I have amassed a small collection of brewing related books. Although a huge amount of information and recipes are available on the interwebs from various blogs, forums, etc... having this information organized into books by recognized experts is invaluable.
The Complete Joy of Homebrewing, Charlie Papazian
Like many homebrewers this is what got me started. I had been wanting to try homebrewing for a while, but after seeing this book on the shelf and reading it over I decided to finally try it out. I relied on this book during my first few brews and still sometimes refer to it. That said I have not tried any of the recipes, and the level of detail in this book is relatively basic.
How to Brew, John Palmer
I have read only the free on-line version, not the expanded print version. Again, I use this as a reference book but have not brewed any of the recipes. The book has more technical and up-to-date material than the Papazian book, and covers additional topics like cooler-MLTs, metallurgy, batch sparging, and others not found in the Papazian book.
Brewing Classic Styles, Jamil Zainasheff and John Palmer
Mostly a collection of recipes with a small how-to about brewing process. Generally assumes that the reader knows how to brew, so this is not a beginner's book. The recipes all come with good information about the style, the best process to use to achieve a good example of that style, and general tips for each type of recipe presented.
I have brewed the Nut Brown, the Saison, the American IPA, the Stout, the English Barleywine, the Hefeweissen, and soon, the Flanders Red from this book. The recipes seem to be pretty good, though since I may not have brewed them quite properly it can be hard to tell. (My Nut Brown, Saison and Stout turned out pretty well, the American IPA not quite.) The recipes are generally conservative rather than boundary pushing or experimental. This is because they are designed to win competitions, in which the judges often assign points more on the basis of fidelity to existing style rather than on the basis of innovation. You will not find any whiskey barrel-aged vanilla bean stouts in here.
Smoked Beers, Ray Daniels and Geoff Larson
I like Rauchbiers and smoked porters for their rustic, campfire taste. This book covers their history and the techniques used to smoke malt and brew smoked beers. I have only so far brewed the Stoffla (as an ale though), an obscure Franconian style with a sour-smokey taste. (I used acid-malt as called for in the recipe.) It turned out well, but not having a reference beer or style guideline I cannot say if it tasted as the recipe is supposed to taste. I plan to brew the smoked mild at some point, and if / when I have the capacity to lager, the Bamberger-style Rauchbier. Probably a book only for those enthusiastic about smokey beer.
The Complete Homebrew Beer Book, George Hummel
This was given as a gift to me. I have never brewed a recipe from this book but they generally look pretty good, although they are all extract only, or sometimes partial mash.
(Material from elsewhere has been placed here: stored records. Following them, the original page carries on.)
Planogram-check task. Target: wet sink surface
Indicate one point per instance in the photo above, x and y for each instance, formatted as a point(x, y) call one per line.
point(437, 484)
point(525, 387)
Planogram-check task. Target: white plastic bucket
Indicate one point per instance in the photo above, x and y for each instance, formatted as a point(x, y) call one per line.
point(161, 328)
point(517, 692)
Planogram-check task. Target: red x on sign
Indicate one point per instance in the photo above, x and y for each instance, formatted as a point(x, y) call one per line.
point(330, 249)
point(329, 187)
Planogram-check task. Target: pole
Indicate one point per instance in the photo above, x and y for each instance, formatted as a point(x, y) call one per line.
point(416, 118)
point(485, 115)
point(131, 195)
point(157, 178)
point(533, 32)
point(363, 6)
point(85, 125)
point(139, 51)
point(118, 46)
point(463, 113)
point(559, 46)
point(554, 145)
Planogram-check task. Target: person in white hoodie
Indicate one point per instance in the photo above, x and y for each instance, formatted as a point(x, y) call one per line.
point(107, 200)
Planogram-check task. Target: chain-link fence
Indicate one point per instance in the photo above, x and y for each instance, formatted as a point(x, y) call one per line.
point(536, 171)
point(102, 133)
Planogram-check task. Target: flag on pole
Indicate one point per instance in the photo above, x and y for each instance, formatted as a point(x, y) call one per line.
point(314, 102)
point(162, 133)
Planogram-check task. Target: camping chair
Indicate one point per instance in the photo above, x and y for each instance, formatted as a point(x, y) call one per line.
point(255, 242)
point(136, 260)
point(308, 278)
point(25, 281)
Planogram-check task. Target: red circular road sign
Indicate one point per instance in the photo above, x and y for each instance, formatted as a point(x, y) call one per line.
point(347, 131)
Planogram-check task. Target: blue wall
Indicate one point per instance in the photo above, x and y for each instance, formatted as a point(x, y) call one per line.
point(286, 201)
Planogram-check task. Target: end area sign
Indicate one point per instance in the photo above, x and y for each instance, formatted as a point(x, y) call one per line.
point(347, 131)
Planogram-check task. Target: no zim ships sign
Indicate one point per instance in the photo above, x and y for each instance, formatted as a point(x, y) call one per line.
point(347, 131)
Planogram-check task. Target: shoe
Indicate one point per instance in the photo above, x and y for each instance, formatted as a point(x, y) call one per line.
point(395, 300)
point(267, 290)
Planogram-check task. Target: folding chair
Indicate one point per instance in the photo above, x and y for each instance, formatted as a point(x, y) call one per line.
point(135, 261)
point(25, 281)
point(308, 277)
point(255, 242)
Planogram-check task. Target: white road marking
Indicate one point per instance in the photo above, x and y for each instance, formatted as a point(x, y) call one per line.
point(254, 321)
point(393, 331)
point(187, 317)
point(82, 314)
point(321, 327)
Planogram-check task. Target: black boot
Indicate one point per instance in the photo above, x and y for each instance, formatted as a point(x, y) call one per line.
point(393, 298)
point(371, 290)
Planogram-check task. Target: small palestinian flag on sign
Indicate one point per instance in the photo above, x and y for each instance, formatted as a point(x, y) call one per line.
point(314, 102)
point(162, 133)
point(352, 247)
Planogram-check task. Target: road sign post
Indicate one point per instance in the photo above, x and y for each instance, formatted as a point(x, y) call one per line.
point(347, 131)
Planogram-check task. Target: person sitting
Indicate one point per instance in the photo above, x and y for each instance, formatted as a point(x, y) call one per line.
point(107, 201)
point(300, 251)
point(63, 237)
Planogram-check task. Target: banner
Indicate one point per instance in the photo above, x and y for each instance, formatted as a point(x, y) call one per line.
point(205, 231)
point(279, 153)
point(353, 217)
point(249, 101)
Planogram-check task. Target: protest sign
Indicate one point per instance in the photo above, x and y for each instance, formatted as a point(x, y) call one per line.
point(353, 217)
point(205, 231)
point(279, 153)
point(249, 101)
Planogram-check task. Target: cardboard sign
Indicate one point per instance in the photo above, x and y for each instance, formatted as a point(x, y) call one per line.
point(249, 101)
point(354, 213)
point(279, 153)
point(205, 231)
The process information is very basic, however, as the book is designed for beginners. It recommends 70F - 72F fermentation temp for all ales, as well as to secondary all of its beer. In my view, these are both bad ideas. Also it provides little in the way of description of each beer. So, good source recipes, but follow a better process.
Brewing Better Beer, Gordon Strong
Billed as a manual for advanced brewers, this book reads more like a "philosophical" treatise rather than a how-to guide. It generally does not have detailed instructions for improving your technique, but rather general pointers, ideas and themes. The section on steeping dark grains is, however, pretty specific as to the technique for reducing the acrid or harsh taste of highly roasted grains. The part on using first wort hops and "hop bursting" is also pretty useful. Finally I liked that part about different mash schedules and sparging techniques. By tuning the mash type and sparge technique to the style you are going for you can get really good results. Overall a pretty good book but in my view it does need to be more specific in its recommendations and discussions of various techniques. Unlike some reviewers, I did not find the tone of the book to be overly arrogant or self-centered although I can see how some might view it that way. It really is however, a treatise on Strong's method of brewing.
Tasting Beer, Randy Mosher
Aimed at a general audience of people interested in beer, this book does not focus on homebrewing. But it does contain a good history of beer, a description of various styles, tips on developing your palette for beer and detecting off-flavors, and pairing beer with foods. Highly recommended, but as Mosher says, the best way to really become a connoisseur is to taste a lot of beers, take notes, and become a beer judge.
On my list to read is Designing Great Beers by Ray Daniels. After a quick browse, it appears to offer quite a bit of in-depth technical process advice as well as style advice. I will report back later.